Wednesday, December 10, 2014

PostgreSQL's pgcrypto for bigdata security and privacy

Working with data from other companies's always a burden. We have to be completely safe with their data. Leaks and privacy concerns everyone of us, and them.

So, here I will write out what I did to save records from clients in a manner that not even DBA's or data analysts could watch nor leak any sensitive data. 

I'm using PostgreSQL 9.3, with pgcrypto extension enabled, and asymmetric cryptographic keys. 

Considering that one client does not want to lent us their ultra-mega-super sensitive data. So we advise them to cryptograph it using our public GPG key, and they did. So we have cryptographic data, and our procedures ensure that only the analyst who will be working with this client's data will have the chance to peek into their super-sensitive data. 

I also have set up a network topology where no one can leak client's data, by using subnets that are not connected to the internet, and only within this particular client's subnet the analyst can see their data. The only method for the analyst to leak sensitive information would be by taking pictures of his screen and paginate throughout 20GB of text, taking pictures to have them OCR'ed after, well, we can't be 100% completely secure all the time.

When the work is done and the final report generated, we need to deliver it to the client. And to make sure that DBAs or Front-end developers also cannot even take a peek at client's data. With simple plpgsql, triggers and pgcrypto, is possible:

# CREATE TABLE pubkeys (client character varying, pubkey character varying);

The pubkey should be the pubkey from client.

# CREATE TABLE crypt_reports(client character varying, report bytea);

The report will contain automatically cryptographed report for the client.

# CREATE EXTENSION pgcrypto;

Activate the cryptographic extension.

# CREATE OR REPLACE FUNCTION my_pub_crypt() RETURNS trigger LANGUAGE plpgsql AS $$
# DECLARE
# pubkey character varying;
# pubkey = (select pubkey from pubkeys where client = NEW.client);
# NEW.report = (select pgp_pub_encrypt_bytea(NEW.report,dearmor(pubkey));
# RETURN NEW;
# END;$$;

# CREATE TRIGGER insert_report BEFORE INSERT ON crypt_reports FOR EACH ROW EXECUTE PROCEDURE my_pub_crypt();

After procedure and trigger are set, then every time anything is inserted into report column it will be cryptographed using the client's pubkey. So, the following statement:

# INSERT INTO crypt_reports('client','The sensitive report');

Would produce the following:

# SELECT * FROM crypt_reports;

"client";"\301\301L\003X\224\343)\023\353\016\003\001\017\377g3)\221\241\177\035\272\220\011\017\331\015N\036\324\244\304 ,9v*j-n>\200\206\241\217\244H\004,\316\266A\335\235Tb\217y\016\213>\377\304\221o;\177\210(M'a\251\264d\014\3768\242\344*?\036aS\354\230\375\230u (...)"
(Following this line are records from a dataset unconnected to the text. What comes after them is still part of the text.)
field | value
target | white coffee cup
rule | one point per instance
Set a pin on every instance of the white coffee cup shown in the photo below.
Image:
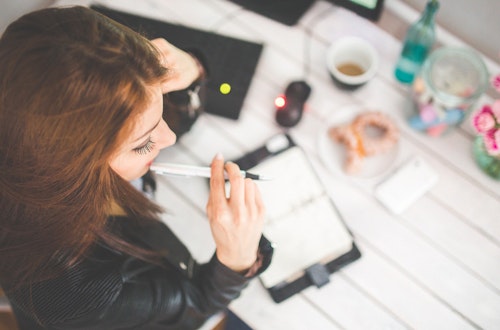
(352, 61)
To return the cryptographed file to the client, the front-end should create the file:

# COPY (select encode(report,'hex') from crypt_reports where client = 'client') TO '/tmp/report.out';

We still have to reverse the encoding:

bash:~# xxd -p -r /tmp/report.out > report.out.gpg

And then the client can decrypt his report:

bash:~# gpg -d report.out.gpg > report.out

# echo EOF